All I can really explain is why I have come to refer to our current situation as the Second Great Depression. First, I really could be referring to the Third Great Depression, following on the Panic of 1873 (which, if memory serves me, was referred to as the Great Depression until the Great Depression of the 1930s). But, since the name has stuck for the crises of the 1930s, I decided to name our current situation the Second Great Depression. Second, the name I’ve adopted does not mean that the current situation represents an exact parallel to the First Great Depression. On this, Simon Johnson is right: the 1930s were characterized by a drop in output (by over 25 percent in real terms in the United States), a level of unemployment (over 20 percent), and a banking crisis (based on panics that provoked depositors to withdraw their funds from many commercial banks) that we have not witnessed in the aftermath of the crash of 2007-08.

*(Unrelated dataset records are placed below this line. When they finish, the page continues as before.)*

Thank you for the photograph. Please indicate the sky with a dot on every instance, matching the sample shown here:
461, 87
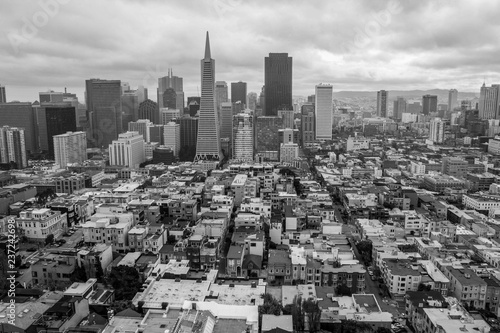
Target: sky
354, 45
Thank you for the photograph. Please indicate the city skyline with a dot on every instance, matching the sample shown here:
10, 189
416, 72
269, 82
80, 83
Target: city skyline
348, 57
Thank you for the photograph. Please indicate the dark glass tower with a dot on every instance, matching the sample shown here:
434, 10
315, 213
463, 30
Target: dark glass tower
278, 83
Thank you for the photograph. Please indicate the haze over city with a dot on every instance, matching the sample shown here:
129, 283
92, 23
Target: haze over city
361, 45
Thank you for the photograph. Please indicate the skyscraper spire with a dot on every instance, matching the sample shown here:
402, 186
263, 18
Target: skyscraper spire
207, 48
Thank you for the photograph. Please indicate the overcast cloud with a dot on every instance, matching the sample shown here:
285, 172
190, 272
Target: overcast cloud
354, 45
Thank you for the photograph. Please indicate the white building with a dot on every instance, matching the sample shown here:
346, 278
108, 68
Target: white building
417, 168
407, 117
289, 152
436, 130
141, 126
13, 146
357, 143
324, 111
128, 150
37, 224
70, 147
172, 137
167, 115
243, 141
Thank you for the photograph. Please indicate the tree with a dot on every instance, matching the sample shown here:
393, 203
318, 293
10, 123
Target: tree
125, 280
343, 290
49, 239
313, 312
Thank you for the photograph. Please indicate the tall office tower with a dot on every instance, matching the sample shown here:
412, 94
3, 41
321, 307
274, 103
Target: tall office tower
324, 111
21, 115
252, 101
382, 103
149, 110
226, 120
3, 97
436, 130
221, 94
189, 132
127, 150
266, 136
243, 138
13, 146
174, 82
489, 102
307, 124
169, 99
130, 107
172, 137
239, 92
142, 127
429, 104
414, 107
70, 147
156, 133
208, 143
278, 83
54, 119
103, 99
262, 100
399, 108
452, 99
288, 118
51, 96
168, 115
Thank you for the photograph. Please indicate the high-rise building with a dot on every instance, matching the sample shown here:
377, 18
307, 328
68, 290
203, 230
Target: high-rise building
243, 137
175, 83
489, 102
208, 143
169, 99
168, 115
289, 152
189, 135
51, 97
266, 136
324, 111
21, 115
3, 97
70, 147
141, 126
148, 109
193, 105
54, 119
429, 104
13, 146
130, 107
172, 137
288, 118
399, 108
221, 94
382, 103
239, 92
308, 124
436, 130
226, 121
156, 133
127, 150
278, 83
452, 99
103, 99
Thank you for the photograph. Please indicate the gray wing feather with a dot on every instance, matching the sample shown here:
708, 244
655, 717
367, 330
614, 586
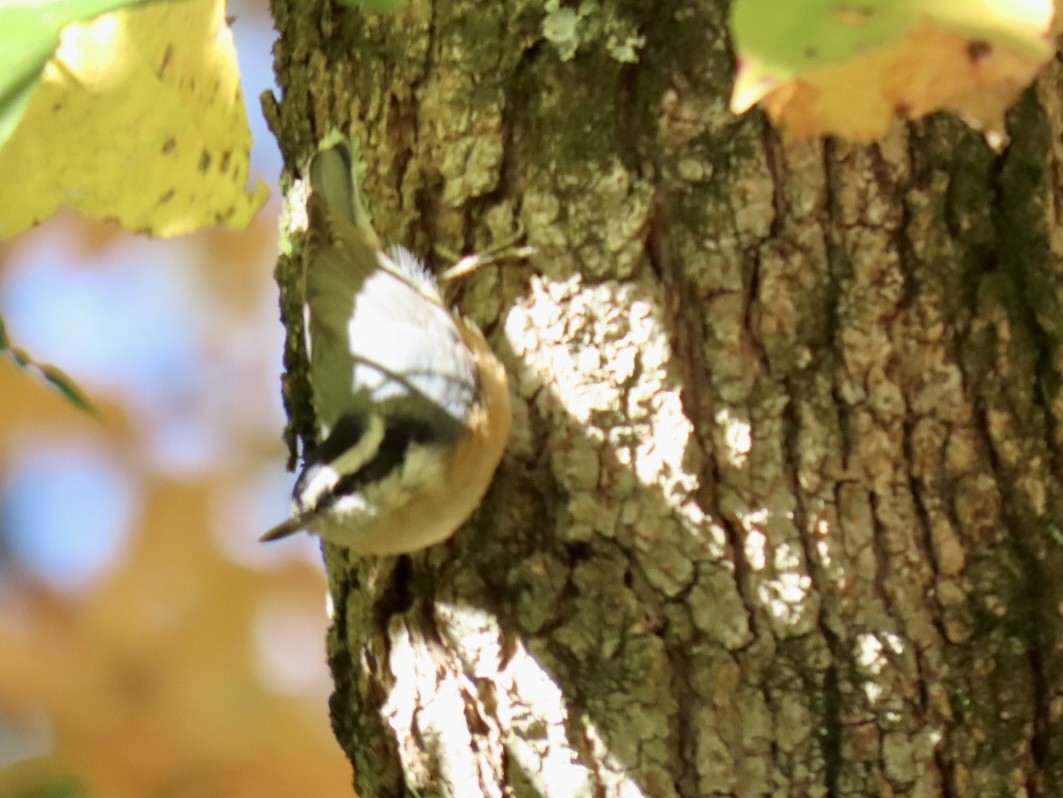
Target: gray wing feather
377, 339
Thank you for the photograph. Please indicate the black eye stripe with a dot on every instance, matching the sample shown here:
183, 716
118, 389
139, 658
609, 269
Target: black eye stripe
399, 434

But that doesn’t mean we’re not in another Great Depression, either. As you know, I think we are, based on the misery visited on the vast majority of the population since the recession began in 2007. What I’m thinking about are the following: the high level and long duration of unemployment (and the length of time over which both have persisted), the extraordinary number of home foreclosures, the difficulty in obtaining adequate medical care, the unprecedented rise in student debt, the growing ranks of poor people (and near-poor people), and so on. So, in my view, while there’s been a recovery for a tiny minority of the population (based on the return to record profits for U.S. corporations, the resurgence of the stock market, and the high salaries and growing wealth of those at the top), the best characterization for the situation in which the working classes find themselves is the Second Great Depression.

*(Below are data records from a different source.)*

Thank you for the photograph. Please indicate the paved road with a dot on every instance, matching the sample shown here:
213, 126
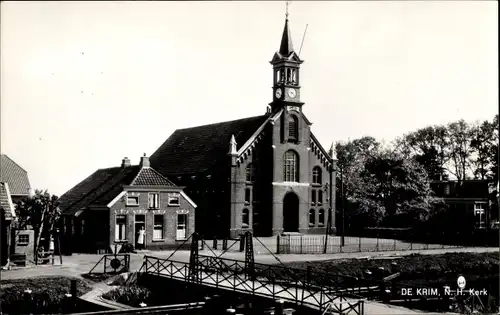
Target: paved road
76, 265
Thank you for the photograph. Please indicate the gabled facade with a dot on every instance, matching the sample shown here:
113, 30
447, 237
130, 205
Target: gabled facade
14, 187
267, 174
112, 205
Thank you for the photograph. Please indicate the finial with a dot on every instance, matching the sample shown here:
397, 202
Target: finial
232, 146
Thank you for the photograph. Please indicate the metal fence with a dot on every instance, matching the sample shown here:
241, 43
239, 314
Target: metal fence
321, 244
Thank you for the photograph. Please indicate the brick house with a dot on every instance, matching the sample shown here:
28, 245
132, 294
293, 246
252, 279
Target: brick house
14, 187
267, 174
111, 206
468, 200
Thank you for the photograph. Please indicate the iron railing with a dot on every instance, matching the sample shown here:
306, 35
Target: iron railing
276, 282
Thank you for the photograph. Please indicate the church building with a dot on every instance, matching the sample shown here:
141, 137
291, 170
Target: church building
267, 174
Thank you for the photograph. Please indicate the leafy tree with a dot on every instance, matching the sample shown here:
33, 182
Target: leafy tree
460, 133
430, 146
484, 143
40, 211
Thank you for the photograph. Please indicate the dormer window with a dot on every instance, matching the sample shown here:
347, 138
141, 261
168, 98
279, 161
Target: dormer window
132, 201
293, 126
173, 201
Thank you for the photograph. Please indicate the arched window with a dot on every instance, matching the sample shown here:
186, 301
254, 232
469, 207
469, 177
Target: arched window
291, 167
293, 126
321, 217
250, 173
248, 193
317, 175
245, 218
312, 217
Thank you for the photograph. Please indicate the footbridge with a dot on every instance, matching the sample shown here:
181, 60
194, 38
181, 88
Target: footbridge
324, 292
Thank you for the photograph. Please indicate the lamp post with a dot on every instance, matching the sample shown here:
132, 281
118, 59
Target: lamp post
342, 197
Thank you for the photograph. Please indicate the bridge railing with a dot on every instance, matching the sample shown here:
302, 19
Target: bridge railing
277, 282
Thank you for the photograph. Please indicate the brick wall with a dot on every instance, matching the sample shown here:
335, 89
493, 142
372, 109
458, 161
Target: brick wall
268, 189
170, 217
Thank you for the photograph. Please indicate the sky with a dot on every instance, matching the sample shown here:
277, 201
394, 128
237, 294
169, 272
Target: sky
84, 84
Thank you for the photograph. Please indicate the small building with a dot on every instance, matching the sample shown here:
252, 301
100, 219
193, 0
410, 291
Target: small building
14, 186
113, 204
468, 200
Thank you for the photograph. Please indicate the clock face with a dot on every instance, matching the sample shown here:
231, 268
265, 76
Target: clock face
278, 93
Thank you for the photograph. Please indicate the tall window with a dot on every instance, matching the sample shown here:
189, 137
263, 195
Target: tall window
245, 218
293, 126
317, 175
321, 217
158, 227
290, 167
480, 215
154, 200
181, 226
121, 228
250, 173
247, 196
312, 217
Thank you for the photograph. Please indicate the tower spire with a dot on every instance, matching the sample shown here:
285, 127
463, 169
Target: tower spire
286, 47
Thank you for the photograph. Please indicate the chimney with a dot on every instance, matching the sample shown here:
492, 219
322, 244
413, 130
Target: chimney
144, 161
125, 162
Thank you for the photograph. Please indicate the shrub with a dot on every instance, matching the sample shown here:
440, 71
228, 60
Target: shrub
127, 248
47, 292
128, 295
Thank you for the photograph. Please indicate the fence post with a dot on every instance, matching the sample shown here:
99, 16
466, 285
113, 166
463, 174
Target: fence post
242, 242
279, 307
73, 294
301, 237
28, 301
277, 243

Why Dean Baker can’t or doesn’t want to see that is beyond me. Even more: I’m quite willing to credit both the Bush administration (with the passage of the Troubled Asset Relief Program) and the Obama administration (with its bailout of the automobile corporations and stimulus plan) from forestalling a complete meltdown of the U.S. and world economies, which I think was a real possibility in late 2008. But, of course, they could have done much more, to create a recovery for the majority of the population, and they chose not to do so. It’s also apparent that we’re not out of the woods yet, not with the accumulating tensions in the United States, Europe, China and India, and the Middle East. Not by a long shot.
So, in answer to your question, I want to continue to refer to our current situation as the Second Great Depression, for two major reasons: first, to signal that, once again after the Great Depression of the 1930s (and, counting the nineteenth century, at least for the third time in U.S. history), capitalism has caused a massive set of crises that has led to untold misery for vast numbers of poor and working people; and second, because the supposed recovery has been a recovery only for corporations and a tiny minority of the population, while everyone else is forced to listen to politicians and pundits argue that we aren’t now in now were we ever threatened with a Second Great Depression.
At least one mainstream economist appears to agree we’re in a depression:
PLAYBOY: It seems every month various people debate whether we’re in a depression or a recession. Where are we—recession, depression? Or is it something else?
KRUGMAN: The recession officially ended in June 2009 because that was the point when some things—industrial production, GDP, but not employment—started to go up again. But I say we’re still in a depression. I’ve taken to calling what we’re in the Lesser Depression. It’s not as bad as the Great Depression, but it’s like the Great Depression. It’s a prolonged period. We’re now four years into high unemployment and lousy economic prospects for most people. If you’ve lost your job, your chance of getting another is small. The number of people who’ve been unemployed for long periods is at a level we certainly haven’t seen since the 1930s. What we’re experiencing is an economy that probably feels in a lot of ways like the U.S. economy in 1937, when, almost everyone now agrees, policy makers were way too complacent and should have kept on pushing for more employment. It’s lousy.